Wiki: Der Europäische Haftbefehl (EuHB) ist ein Instrument zur EU-weiten Durchsetzung eines nationalen Haftbefehls, das auf einem Rahmenbeschluss vom 13. Juni 2002 beruht. Er vereinfacht und verkürzt die Auslieferung von Straftätern bzw. Verdächtigen, da das um Auslieferung ersuchte Land die Rechtmäßigkeit des Haftbefehls grundsätzlich nicht nachprüfen darf…

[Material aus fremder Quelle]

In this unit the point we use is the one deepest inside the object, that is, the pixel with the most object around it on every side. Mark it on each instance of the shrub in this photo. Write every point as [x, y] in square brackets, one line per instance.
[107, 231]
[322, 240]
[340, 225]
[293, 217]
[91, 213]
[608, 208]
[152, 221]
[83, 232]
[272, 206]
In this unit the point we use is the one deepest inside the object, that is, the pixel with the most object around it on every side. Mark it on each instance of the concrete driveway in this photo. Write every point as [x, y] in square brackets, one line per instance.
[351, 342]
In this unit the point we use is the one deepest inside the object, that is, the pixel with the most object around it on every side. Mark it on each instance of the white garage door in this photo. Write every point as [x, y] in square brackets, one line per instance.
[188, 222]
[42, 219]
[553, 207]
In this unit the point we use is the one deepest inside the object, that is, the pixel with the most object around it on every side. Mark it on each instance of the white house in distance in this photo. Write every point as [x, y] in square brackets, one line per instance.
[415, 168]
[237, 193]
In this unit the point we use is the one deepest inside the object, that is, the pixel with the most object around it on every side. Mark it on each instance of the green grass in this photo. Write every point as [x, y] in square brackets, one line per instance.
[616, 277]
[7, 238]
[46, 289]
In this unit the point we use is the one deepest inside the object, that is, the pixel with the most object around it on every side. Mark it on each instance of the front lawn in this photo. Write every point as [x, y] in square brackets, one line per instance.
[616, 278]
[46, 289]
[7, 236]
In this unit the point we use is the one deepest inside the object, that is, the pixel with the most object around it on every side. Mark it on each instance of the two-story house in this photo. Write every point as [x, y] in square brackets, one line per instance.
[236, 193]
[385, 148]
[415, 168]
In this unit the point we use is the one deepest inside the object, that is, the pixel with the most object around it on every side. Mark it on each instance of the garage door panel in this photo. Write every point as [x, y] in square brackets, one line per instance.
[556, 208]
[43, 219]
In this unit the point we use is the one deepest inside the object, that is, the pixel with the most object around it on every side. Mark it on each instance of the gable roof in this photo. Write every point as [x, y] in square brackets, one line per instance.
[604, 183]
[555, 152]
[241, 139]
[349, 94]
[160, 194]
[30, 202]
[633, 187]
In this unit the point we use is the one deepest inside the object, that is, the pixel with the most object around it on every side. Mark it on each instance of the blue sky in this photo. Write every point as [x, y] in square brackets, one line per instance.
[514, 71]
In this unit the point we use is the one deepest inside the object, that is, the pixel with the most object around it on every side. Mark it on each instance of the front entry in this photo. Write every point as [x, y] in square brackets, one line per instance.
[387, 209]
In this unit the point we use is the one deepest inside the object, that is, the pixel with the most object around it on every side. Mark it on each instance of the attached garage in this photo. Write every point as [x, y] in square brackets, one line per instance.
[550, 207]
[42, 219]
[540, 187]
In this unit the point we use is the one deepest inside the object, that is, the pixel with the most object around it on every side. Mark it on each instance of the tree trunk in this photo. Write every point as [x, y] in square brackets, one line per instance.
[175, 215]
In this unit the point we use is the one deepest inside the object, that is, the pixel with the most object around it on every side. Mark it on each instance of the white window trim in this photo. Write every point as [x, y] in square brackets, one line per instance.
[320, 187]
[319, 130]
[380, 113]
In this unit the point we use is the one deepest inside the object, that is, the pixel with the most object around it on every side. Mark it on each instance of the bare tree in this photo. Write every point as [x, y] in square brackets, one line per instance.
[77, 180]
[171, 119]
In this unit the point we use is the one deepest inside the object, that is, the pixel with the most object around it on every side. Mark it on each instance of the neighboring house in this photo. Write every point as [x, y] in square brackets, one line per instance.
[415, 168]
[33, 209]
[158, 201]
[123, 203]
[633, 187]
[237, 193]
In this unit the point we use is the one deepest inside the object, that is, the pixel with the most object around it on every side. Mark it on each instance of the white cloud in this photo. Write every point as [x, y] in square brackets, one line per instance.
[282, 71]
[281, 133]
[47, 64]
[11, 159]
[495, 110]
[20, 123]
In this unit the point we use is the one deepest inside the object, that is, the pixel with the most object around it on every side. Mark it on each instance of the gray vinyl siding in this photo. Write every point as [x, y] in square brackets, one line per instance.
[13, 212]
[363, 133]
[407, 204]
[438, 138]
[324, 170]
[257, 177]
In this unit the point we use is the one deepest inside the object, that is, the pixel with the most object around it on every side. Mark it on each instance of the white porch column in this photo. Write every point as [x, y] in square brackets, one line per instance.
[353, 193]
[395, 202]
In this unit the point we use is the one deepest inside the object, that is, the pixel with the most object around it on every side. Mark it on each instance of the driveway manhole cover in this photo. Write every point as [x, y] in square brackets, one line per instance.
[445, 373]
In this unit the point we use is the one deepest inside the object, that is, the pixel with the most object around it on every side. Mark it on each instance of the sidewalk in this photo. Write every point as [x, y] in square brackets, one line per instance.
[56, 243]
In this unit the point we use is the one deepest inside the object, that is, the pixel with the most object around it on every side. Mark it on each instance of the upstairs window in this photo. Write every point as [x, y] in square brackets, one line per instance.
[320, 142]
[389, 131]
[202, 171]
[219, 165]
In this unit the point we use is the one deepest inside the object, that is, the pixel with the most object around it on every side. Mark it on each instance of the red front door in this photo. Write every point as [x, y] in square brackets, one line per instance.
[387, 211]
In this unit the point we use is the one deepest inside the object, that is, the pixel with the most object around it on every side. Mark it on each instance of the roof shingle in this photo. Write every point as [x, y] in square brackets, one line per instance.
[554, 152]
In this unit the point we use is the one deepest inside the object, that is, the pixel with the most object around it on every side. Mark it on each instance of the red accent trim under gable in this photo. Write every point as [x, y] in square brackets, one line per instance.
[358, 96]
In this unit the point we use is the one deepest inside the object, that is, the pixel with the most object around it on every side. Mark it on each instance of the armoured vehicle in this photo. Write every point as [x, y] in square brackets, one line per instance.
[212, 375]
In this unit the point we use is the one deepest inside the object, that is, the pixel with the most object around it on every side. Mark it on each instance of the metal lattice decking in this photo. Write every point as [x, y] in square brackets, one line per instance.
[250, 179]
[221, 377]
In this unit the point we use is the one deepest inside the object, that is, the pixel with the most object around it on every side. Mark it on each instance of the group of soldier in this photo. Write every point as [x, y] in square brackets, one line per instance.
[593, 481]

Die justizielle Entscheidung für den Haftbefehl, die in einem EU-Mitgliedstaat ergangen ist, wird in diesem Rahmen „nach dem Grundsatz der gegenseitigen Anerkennung“, d. h. weitgehend automatisch, vom ersuchten Mitgliedstaat anerkannt und die gesuchte Person dort festgenommen sowie zwecks Strafverfolgung oder Vollstreckung „übergeben“ (ausgeliefert). Der EuHB verpflichtet die EU-Mitgliedstaaten auch, ihre eigenen Staatsbürger an andere EU-Länder auszuliefern, doch können die Staaten immerhin darauf bestehen, die gegen ihre Bürger verhängten Strafen selbst zu vollstrecken (Art. 4 Nr. 6, 5 Nr. 3; gleiches gilt für Personen, die im ersuchten Staat ihren Wohnsitz haben).

Der Rahmenbeschluss nennt 32 Straftaten bzw. Deliktsbereiche, bei denen die Auslieferung sogar dann erfolgen muss, wenn die Tat nach dem Recht des ausliefernden Staates gar nicht strafbar ist (Art. 2 Abs. 2; es wird insofern auf das Erfordernis beiderseitiger Strafbarkeit verzichtet). Zu diesen Straftaten zählen u. a. die Beteiligung an einer kriminellen Vereinigung, Terrorismus, Menschenhandel, sexuelle Ausbeutung von Kindern und Kinderpornografie, Drogenhandel, illegaler Handel mit Waffen, Munition und Sprengstoffen, Korruption, Betrug, Geldwäsche, Fälschung von Geld und anderen Zahlungsmitteln, Cyberkriminalität, Umweltkriminalität, Beihilfe zur illegalen Einreise und zum illegalen Aufenthalt, vorsätzliche Tötung, schwere Körperverletzung, Organhandel, Entführung, Freiheitsberaubung und Geiselnahme, Rassismus und Fremdenfeindlichkeit, Erpressung und Schutzgelderpressung, Nachahmung und Produktpiraterie, Fälschung von amtlichen Dokumenten und Handel damit, Handel mit gestohlenen Kraftfahrzeugen, Vergewaltigung, Brandstiftung, Flugzeug- und Schiffsentführung und Sabotage.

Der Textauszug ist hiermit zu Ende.